Our own measuring yielded the following results (stated in Pyramid inches):
Along floor-line, East side, 623.92545; West side, 624.12525.
Along roof-line, East side, 624.32525; West side, 624.12525.
The figure which we have used in the above calculation namely, 624.32588+ Pyramid inches, may therefore be considered as a fair mean. The slight range of measures is, however, intentional.

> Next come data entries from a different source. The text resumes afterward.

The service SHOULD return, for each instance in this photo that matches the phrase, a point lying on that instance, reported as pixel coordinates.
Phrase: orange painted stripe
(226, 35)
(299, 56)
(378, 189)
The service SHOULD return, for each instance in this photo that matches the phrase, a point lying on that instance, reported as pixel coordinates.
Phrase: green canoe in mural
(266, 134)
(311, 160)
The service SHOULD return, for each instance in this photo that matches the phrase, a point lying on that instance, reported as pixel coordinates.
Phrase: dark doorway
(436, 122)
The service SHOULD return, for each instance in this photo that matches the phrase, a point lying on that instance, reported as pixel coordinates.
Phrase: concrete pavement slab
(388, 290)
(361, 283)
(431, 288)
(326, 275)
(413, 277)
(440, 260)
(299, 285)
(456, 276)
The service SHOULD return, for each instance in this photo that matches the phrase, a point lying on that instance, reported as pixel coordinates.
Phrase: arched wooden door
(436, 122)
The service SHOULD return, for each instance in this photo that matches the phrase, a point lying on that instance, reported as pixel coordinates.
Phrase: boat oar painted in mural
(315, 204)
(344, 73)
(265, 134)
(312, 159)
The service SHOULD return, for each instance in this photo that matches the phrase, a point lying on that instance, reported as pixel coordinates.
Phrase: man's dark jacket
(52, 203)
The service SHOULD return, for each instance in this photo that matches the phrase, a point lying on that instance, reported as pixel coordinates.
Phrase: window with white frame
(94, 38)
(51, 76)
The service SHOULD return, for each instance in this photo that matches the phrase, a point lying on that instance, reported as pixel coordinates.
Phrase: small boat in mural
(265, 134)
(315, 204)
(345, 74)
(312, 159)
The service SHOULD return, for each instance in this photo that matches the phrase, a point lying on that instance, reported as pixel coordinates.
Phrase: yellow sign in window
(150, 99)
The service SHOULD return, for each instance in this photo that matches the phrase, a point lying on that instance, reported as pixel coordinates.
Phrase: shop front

In this 2nd volume of Great Pyramid Passages we do not have occasion to refer to the measures of the upper, south, edge of the second Girdle-stone. So we shall here just mention that the standard distance of the upper edge from the Grand-Gallery end of the passage is 591.4151 + Pyramid inches. As will be seen this standard distance is the same, to within less than a 100th part of an inch, as our practical measures along both floor and roof lines on the west side of the passage.
Our measures are, in Pyramid inches:
Along floor-line, East side, 591.15825; West side, 591.408.
Along roof-line, East side, 591.15825; West side, 591.408.